You are viewing a plain text version of this content. The canonical link for it is here.
Posted to modules-dev@httpd.apache.org by Michael B Allen <io...@gmail.com> on 2009/10/16 18:28:33 UTC
Debugging: child process 14446 still did not exit, sending a SIGTERM
I have a customer who very occasionally sees apache workers hang.

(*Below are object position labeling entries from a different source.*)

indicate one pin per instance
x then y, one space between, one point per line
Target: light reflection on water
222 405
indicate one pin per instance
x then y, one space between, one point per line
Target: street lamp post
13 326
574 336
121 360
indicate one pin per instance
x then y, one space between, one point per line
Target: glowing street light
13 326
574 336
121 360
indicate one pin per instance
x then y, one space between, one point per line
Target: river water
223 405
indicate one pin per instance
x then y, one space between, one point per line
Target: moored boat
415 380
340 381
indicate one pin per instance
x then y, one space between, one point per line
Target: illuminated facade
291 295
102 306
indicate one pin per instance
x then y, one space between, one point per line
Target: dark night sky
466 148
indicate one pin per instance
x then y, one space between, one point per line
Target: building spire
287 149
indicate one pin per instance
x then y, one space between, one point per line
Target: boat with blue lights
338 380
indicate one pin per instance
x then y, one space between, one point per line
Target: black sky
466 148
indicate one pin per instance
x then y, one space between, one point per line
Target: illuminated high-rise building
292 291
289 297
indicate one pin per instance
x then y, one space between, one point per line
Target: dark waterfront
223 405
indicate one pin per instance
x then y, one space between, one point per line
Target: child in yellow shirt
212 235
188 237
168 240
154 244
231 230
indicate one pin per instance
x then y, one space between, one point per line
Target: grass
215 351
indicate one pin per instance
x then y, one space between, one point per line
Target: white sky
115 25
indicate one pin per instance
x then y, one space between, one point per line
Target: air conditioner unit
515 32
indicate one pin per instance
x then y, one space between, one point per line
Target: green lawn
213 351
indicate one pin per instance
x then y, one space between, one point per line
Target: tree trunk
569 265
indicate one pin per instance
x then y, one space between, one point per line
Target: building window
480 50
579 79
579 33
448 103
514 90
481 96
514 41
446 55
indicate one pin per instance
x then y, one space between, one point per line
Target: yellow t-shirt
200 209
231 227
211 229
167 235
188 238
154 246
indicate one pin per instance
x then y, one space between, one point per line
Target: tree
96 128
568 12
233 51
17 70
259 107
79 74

I'm
pretty sure this is caused by an errant module but I don't know which
one.
Is there any way to determine which module is causing Apache workers to hang?
Can I temporarily disable that SIGTERM so that I can have enough time
to attach GDB to the hanging processes?
Mike
Re: Debugging: child process 14446 still did not exit, sending a
SIGTERM
Posted by Michael B Allen <io...@gmail.com>.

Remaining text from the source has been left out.